5/4/2003

Epistrophe Apostrophe Apostasy Gawwd.... On weblogs, I turn the corner, and possibly flow this one out of existence. I am moving on to a bio-blog, something that is for self-education. And onto making a choice in the weblog world that assures me exportability and safety of content. (The blogger server has failed me a few times in the past days.) So, some more tedious software angst between Blogger and Moveable Type, and evaluating Radio Userland simple and complex packages. My morning routing moves away from weblogs, web reading, to books before anything else.
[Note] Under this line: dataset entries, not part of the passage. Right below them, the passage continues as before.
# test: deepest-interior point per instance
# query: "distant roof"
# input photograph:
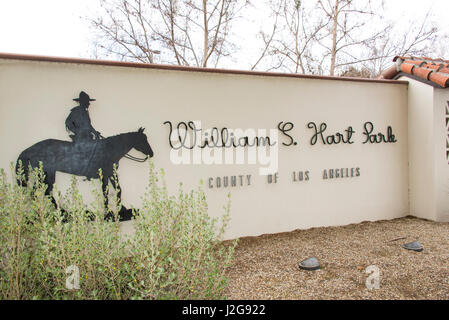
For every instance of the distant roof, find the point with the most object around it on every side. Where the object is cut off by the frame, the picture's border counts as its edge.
(431, 71)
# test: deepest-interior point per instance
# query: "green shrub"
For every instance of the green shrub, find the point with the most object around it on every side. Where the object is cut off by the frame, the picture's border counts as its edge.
(176, 251)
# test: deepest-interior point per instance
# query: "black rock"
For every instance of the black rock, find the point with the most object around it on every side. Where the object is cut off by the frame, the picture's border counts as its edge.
(415, 246)
(309, 264)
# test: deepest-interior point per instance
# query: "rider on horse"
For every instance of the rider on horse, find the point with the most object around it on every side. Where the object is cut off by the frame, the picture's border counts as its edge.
(79, 122)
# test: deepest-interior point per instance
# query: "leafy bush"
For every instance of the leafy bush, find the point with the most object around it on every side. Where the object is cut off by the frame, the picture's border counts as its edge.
(176, 251)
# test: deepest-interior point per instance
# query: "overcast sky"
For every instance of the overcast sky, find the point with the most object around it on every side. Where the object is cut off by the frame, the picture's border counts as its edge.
(57, 27)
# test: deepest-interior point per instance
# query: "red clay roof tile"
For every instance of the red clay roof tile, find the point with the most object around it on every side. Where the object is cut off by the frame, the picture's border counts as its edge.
(425, 68)
(440, 78)
(422, 73)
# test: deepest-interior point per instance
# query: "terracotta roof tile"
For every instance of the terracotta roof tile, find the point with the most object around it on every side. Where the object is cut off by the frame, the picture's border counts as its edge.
(440, 78)
(425, 68)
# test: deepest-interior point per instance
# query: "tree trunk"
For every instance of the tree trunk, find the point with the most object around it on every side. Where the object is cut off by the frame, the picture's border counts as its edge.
(334, 39)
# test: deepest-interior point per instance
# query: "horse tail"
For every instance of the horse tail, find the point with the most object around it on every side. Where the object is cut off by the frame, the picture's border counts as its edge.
(22, 163)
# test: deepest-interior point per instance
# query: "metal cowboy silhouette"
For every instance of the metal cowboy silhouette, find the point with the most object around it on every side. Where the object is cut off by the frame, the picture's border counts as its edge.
(79, 122)
(85, 156)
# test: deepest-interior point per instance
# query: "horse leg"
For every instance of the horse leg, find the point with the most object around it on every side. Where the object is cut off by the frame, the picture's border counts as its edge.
(104, 187)
(124, 214)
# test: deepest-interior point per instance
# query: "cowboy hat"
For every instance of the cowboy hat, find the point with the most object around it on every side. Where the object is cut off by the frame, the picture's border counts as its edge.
(83, 97)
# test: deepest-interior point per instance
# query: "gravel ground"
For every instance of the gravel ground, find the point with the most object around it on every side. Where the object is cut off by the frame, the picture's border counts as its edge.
(266, 267)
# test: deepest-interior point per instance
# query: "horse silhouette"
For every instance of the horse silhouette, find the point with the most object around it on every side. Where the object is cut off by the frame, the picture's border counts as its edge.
(84, 158)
On history of biology, particularly relevant give genetic engineering and bio-tech prominence, I had started way back with Gina Kolata (Flu & Dolly), Sunstein & Nussbaum (Clone,Clones & Clones), Steven Jay Gould (Panda's Thumb and numerous others), Dawkins (Hungry Gene), and an internet survey showing up socio-biology in modern garb. And I have returned to it via Evelyn Fox Keller (Century of the Gene, A Feeling for the Organism, and ???dev biology???), Jennifer Trusted (Beliefs & Biology -a survey from Aristotle to now of Western biology), and Stephen Jay Gould ( Urchins in the Storm). I and other seem to find similiarites (surface at least) in social sciences and biology which often degrades into unexamined socio-biology. But I also see parallels in the two professions and their internal prejudices and divisions. EFK / SJG are the two authors who write about the science sociologically; neither mentions sociology, or economics, ever. I see parallels in qualitative vs. quantitative methods, antipathy to new 'technologies', observation vs. measurment, holism vs. reductionism, specific vs. general. The other murky area is religion and science and how they have interplayed over the years; coming, as far as I am concerned, from the same roots, they diverged at a point (modern science) as each has vied for supremacy in having the one true explanation. I have never believed in fundamentalism, and have never seen the dichotomy, and consider them different facets of the same mystery, even more than just opposite sides of the same coin. Another facets of the same mystery? Arts. And facets we cant' imagine. Religion, philosophy, natural science, social sciences; identity. I had a funny image reading SJG, somewhere into the fourth story of a famous biologist, scientists as worms in the compost. I would be very happy to achieve the nobility of compost worms -- and cows --- and hens ;-).